I have not been able to uncover whether Jacob Frank had been acquainted with either Count von Salm or his circle of Rosicrucians, but the fact that Frank started speaking of alchemy and gold-making during his stay at Brno is significant and worthy of further investigation.
That Frank had mentioned toiling over alchemy with Rabbis, does not discount (on the basis that he received this knowledge from them) a connection with the Golden and Rosy. After all, Scholem had specifically mentioned the Frankists and Rosicrucians as getting along well; and though Jews at the time weren’t exactly welcomed into regular Freemasonry, the Rosicrucians can be expected to have actively sought Jewish initiates, Kabbalistic Rabbis, Baal Shem and the like.Unfortunatly only Rosicrucians belonging to the Asiatic Brethren, who had Jews as founding members, hence the strong emphasis not only on Kabbalah but on Frankist Kabbalah.

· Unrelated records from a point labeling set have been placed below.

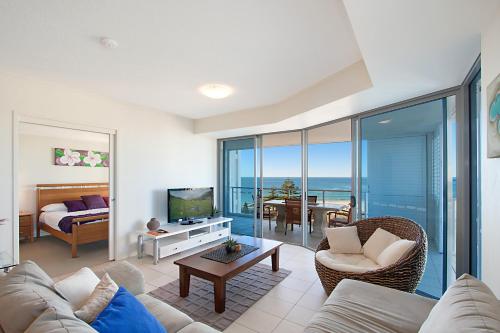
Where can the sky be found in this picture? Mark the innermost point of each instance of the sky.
(325, 160)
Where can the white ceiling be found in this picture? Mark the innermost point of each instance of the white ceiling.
(410, 48)
(267, 50)
(28, 129)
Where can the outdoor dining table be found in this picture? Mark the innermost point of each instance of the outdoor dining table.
(319, 211)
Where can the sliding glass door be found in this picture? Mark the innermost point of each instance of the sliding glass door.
(408, 167)
(329, 179)
(281, 187)
(239, 185)
(402, 162)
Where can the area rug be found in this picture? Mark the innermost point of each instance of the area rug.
(242, 292)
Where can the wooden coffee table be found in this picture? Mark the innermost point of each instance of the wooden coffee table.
(219, 273)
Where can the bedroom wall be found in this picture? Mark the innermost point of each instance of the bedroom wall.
(36, 165)
(155, 150)
(490, 168)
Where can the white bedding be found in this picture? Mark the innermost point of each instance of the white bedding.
(52, 218)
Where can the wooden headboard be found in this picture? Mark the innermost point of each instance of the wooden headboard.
(56, 193)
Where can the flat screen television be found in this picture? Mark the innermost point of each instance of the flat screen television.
(190, 203)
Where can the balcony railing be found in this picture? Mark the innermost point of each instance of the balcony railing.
(240, 196)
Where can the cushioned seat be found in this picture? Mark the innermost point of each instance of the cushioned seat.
(342, 262)
(171, 319)
(357, 306)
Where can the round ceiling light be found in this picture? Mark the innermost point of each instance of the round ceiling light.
(109, 43)
(216, 90)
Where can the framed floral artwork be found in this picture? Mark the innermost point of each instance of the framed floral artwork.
(74, 157)
(493, 126)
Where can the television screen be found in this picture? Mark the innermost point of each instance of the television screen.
(186, 203)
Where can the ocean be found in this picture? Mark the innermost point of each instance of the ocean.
(315, 184)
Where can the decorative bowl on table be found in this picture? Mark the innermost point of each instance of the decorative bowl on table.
(232, 246)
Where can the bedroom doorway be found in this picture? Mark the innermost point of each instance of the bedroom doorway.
(64, 195)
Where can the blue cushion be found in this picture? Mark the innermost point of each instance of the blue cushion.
(126, 314)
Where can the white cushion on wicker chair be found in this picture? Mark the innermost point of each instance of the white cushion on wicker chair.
(395, 251)
(342, 262)
(378, 242)
(344, 240)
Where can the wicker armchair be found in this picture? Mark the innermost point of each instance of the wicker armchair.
(404, 275)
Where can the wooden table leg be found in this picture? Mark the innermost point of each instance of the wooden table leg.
(275, 258)
(220, 295)
(184, 281)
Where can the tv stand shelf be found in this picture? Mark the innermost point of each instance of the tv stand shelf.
(180, 238)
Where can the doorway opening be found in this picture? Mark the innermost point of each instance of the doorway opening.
(65, 196)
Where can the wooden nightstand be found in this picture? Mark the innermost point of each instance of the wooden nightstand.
(26, 226)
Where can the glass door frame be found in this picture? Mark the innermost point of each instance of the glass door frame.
(220, 177)
(462, 179)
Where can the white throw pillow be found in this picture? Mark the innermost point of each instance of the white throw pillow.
(395, 251)
(58, 207)
(77, 288)
(377, 243)
(467, 306)
(100, 298)
(344, 240)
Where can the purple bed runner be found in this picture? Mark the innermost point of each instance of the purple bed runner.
(67, 221)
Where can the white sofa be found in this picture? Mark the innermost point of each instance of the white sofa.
(29, 303)
(355, 307)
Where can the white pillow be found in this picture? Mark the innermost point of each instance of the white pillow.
(77, 288)
(344, 240)
(394, 252)
(100, 298)
(377, 243)
(467, 306)
(58, 207)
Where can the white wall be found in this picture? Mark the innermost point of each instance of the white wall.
(36, 165)
(155, 150)
(490, 168)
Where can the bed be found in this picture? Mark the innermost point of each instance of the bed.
(82, 228)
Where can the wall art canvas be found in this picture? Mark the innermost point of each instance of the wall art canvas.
(493, 126)
(87, 158)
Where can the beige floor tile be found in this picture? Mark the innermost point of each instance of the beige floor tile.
(162, 280)
(54, 255)
(166, 268)
(286, 326)
(237, 328)
(286, 294)
(149, 287)
(274, 306)
(149, 274)
(300, 315)
(312, 301)
(296, 284)
(258, 321)
(317, 289)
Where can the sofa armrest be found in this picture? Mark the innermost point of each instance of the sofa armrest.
(124, 274)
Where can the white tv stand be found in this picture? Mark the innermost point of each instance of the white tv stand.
(182, 237)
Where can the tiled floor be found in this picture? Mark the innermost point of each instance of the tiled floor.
(54, 255)
(432, 280)
(286, 308)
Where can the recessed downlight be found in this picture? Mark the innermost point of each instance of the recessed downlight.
(216, 90)
(108, 43)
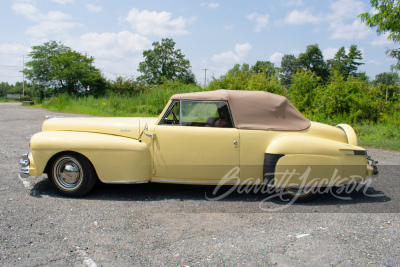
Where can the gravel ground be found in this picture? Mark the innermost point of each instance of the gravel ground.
(175, 225)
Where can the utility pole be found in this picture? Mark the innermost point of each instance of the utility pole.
(23, 75)
(387, 91)
(205, 77)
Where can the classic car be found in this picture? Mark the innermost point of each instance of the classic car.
(210, 138)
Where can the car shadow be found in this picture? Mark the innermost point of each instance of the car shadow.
(161, 192)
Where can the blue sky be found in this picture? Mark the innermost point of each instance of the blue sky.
(213, 35)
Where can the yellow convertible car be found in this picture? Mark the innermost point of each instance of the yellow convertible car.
(211, 138)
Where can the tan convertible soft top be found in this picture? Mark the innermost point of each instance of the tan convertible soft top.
(255, 109)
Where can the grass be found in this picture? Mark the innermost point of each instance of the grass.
(384, 134)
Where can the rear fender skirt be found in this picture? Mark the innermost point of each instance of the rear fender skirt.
(270, 161)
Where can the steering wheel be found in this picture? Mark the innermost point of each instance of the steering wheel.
(176, 121)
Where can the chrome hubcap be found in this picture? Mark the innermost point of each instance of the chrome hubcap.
(68, 173)
(299, 192)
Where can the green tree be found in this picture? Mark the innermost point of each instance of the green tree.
(57, 66)
(39, 69)
(123, 86)
(388, 84)
(289, 66)
(164, 62)
(265, 67)
(313, 60)
(386, 20)
(346, 64)
(304, 88)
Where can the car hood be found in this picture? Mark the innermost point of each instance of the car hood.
(127, 127)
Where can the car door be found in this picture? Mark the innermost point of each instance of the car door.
(193, 143)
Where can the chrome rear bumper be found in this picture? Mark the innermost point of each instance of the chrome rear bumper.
(24, 162)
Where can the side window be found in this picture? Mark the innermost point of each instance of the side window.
(172, 115)
(206, 114)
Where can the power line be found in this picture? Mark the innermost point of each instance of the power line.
(205, 77)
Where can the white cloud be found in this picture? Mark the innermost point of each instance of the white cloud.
(229, 26)
(276, 58)
(93, 8)
(374, 62)
(301, 17)
(11, 55)
(113, 45)
(241, 52)
(262, 21)
(26, 9)
(116, 54)
(213, 5)
(294, 3)
(53, 22)
(382, 40)
(150, 22)
(354, 31)
(63, 2)
(346, 9)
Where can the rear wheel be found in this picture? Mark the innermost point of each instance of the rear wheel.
(72, 174)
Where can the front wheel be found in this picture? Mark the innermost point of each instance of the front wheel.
(301, 195)
(72, 174)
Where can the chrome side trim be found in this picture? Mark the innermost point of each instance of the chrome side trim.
(124, 182)
(169, 181)
(24, 162)
(319, 185)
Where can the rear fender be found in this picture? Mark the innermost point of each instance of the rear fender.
(311, 161)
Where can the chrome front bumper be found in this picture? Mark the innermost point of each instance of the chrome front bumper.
(24, 162)
(372, 164)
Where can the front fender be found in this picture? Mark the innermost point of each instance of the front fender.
(115, 159)
(350, 133)
(306, 160)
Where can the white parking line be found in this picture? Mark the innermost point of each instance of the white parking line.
(86, 259)
(25, 182)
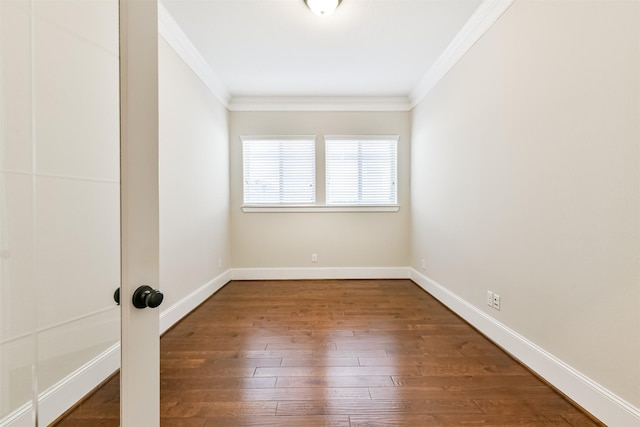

Here Mr. Melanson also supports my view on the attitudes of Freemasons against Jews.
In any case, the Sabbatian elements detected in the Golden Dawn teachings probably descend from both the Golden and Rosy Cross and its Dobruska-influenced offshoot, the Asiatic Brethren.Here Mr. Melanson again makes a correct assumption. As I wrote in my essay on Frankist Qabalah and the Golden Dawn, Jean-Pascal Ruggiu once made a remark regarding a Gold und Rosenkreutz Ms. containing information of a Frankist nature. So there probably was some Frankist influences already in the Order of the Golden Rosy Cross. But this is not at all strange considering the close approximity to Poland; the fact is that Poland was the center of Kabbalah in 18th Century Europe and also a stronghold for the Frankist movement.